“White Eldorado, Black Fever” is a novel by Rais Neza Boneza ,who hails from the Katanga region, which almost broke off during independence, of the Democratic Republic of the Congo. A young boy and his friend decide to head off to the countryside to secure the “Grey Gold”, a mineral available in the Kivu region that has columbite and tantalite from which tantalum is extracted. It is highly conductive and used in a myriad of modern devices from jet planes to laptops. It is also radioactive and dangerous to secure. A novel and a conscious wake-up call, Mr. Boneza actually provides a list of all the many devices that leverage this mineral in an appendix in the back.
I causally began the book, not sure if I’d proceed in earnest, but was quickly drawn in. The two boys travel at the front of cargo truck and then rest in a small town before finding another ride onward. They are constantly talking to people from other tribes and struggling to find a common language with the people they encounter. They meet a doctor who has lots of questions and one of the boys doesn’t trust this man. Deeper and deeper they go towards the source of tantalum and, as expected things become ever more rudimentary, the further off the grid one goes in the eastern Congo.
When they make the deal and purchase the mineral at a price that will net them a big success if they can get the product home, they are ecstatic. And later, when things fall apart, as they always do, we have not only the horror of what’s befallen them, but also the bitter loss of all that bounty they almost enjoyed, that lingers for the rest of the book. Something about this ephemeral wealth and sudden change of fate, seems rather topical just now.
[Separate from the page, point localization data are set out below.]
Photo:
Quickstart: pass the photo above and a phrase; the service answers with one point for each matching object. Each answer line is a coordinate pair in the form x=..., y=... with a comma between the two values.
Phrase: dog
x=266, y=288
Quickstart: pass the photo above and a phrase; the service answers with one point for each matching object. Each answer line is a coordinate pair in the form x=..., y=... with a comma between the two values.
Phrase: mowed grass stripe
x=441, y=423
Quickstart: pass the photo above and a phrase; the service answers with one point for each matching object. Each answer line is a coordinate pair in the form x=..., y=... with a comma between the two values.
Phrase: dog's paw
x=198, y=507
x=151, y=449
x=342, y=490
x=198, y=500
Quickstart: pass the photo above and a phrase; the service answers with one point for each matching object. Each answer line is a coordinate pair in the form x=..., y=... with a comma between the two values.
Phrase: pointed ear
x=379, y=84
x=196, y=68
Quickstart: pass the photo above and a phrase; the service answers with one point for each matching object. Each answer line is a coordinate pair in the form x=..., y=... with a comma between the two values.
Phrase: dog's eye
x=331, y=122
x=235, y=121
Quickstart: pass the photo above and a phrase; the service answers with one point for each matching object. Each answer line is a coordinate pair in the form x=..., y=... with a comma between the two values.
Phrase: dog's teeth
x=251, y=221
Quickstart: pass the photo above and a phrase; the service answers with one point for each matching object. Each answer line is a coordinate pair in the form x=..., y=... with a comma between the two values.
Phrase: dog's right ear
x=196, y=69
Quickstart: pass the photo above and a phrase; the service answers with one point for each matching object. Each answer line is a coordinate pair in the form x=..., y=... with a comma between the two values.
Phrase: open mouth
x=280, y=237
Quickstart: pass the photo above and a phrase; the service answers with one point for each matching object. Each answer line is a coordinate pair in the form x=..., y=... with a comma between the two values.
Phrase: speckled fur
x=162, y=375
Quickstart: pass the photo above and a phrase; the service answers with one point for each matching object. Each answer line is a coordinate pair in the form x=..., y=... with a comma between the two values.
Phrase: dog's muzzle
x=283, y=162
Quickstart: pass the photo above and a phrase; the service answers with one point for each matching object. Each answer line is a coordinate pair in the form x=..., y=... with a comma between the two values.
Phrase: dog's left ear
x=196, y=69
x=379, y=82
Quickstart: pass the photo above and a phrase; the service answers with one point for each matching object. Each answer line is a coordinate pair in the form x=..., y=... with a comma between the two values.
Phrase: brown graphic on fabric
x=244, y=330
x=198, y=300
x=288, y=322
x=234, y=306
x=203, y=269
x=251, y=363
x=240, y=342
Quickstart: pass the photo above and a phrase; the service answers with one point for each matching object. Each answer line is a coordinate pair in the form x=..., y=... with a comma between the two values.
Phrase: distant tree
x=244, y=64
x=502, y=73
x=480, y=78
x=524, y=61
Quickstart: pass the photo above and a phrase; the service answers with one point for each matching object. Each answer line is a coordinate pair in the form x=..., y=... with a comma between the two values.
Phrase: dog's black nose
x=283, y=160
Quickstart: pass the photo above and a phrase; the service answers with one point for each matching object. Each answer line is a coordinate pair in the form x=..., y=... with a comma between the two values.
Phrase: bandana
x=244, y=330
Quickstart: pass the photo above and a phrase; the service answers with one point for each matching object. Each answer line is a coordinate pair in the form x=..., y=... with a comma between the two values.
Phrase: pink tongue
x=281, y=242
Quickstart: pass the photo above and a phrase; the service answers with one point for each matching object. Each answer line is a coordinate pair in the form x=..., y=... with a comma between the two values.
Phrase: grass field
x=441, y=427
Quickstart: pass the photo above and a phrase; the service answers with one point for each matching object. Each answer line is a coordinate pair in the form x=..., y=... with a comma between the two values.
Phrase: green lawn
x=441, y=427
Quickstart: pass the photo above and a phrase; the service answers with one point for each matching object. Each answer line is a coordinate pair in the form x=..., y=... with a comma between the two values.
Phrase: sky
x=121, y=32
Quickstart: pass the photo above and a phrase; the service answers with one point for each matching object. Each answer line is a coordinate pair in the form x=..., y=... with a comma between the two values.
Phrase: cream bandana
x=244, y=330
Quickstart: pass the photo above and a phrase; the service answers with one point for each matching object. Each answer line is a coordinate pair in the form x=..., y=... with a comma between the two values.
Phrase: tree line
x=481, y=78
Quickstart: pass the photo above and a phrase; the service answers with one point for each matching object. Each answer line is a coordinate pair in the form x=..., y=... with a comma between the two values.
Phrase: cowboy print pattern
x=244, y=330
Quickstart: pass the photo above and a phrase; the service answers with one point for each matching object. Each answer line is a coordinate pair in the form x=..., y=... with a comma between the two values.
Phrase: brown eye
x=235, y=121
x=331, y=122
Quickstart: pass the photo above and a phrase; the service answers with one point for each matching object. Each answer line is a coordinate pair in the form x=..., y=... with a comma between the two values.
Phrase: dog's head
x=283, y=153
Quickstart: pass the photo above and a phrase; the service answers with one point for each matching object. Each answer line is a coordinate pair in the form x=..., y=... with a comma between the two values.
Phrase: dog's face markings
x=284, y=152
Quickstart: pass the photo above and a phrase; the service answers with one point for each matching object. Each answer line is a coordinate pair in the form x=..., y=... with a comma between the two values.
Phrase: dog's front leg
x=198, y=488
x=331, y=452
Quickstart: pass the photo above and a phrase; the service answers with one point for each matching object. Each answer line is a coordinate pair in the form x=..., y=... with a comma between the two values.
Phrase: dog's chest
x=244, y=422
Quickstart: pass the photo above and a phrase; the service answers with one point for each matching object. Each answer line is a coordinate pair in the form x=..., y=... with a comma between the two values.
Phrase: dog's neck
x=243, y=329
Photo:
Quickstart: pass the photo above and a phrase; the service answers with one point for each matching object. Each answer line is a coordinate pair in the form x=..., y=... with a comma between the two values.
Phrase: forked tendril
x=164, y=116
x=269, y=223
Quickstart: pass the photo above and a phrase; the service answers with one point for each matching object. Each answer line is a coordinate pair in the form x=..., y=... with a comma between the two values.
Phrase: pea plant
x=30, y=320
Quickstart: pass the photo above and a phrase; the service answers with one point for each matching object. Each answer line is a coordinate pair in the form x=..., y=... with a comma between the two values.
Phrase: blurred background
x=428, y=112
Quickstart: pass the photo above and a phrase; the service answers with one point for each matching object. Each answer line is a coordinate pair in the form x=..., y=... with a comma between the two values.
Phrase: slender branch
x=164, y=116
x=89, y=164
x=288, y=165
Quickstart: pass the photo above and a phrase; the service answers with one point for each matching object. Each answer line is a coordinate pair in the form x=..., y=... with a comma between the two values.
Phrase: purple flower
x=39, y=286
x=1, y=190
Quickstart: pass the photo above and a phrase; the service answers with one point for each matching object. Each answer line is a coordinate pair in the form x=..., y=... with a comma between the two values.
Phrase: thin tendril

Part of the wonder of fiction is you can spend time with someone whose circumstances are more dire and less hopeful than your own and draw succor from it.
Later in the day, my mom and my stepdad came over. The Mrs. had set up a nice, distance-appropriate set of chairs around a table outside. We all wore masks, for a while and got no closer than an elbow bump. Long overdue, I enjoyed the walk around our property with my stepdad who was able to point out the call of a cardinal and correctly identify a number of the plants we had which were starting to bud. Down on the rail trail I pulled my wife and he over to show them some dandelions that had suddenly sprouted near the trailhead to our home. “That isn’t a dandelion”, he suggested. “That is . . . coltsfoot. You can tell the base of the plant doesn’t have the same leaves as a dandelion.” And indeed, as I looked closer this was all very clear. Skunk cabbage, trout lilies, coltsfoot, someone must have had fun naming all these plants when they came across them for the first time with the English language.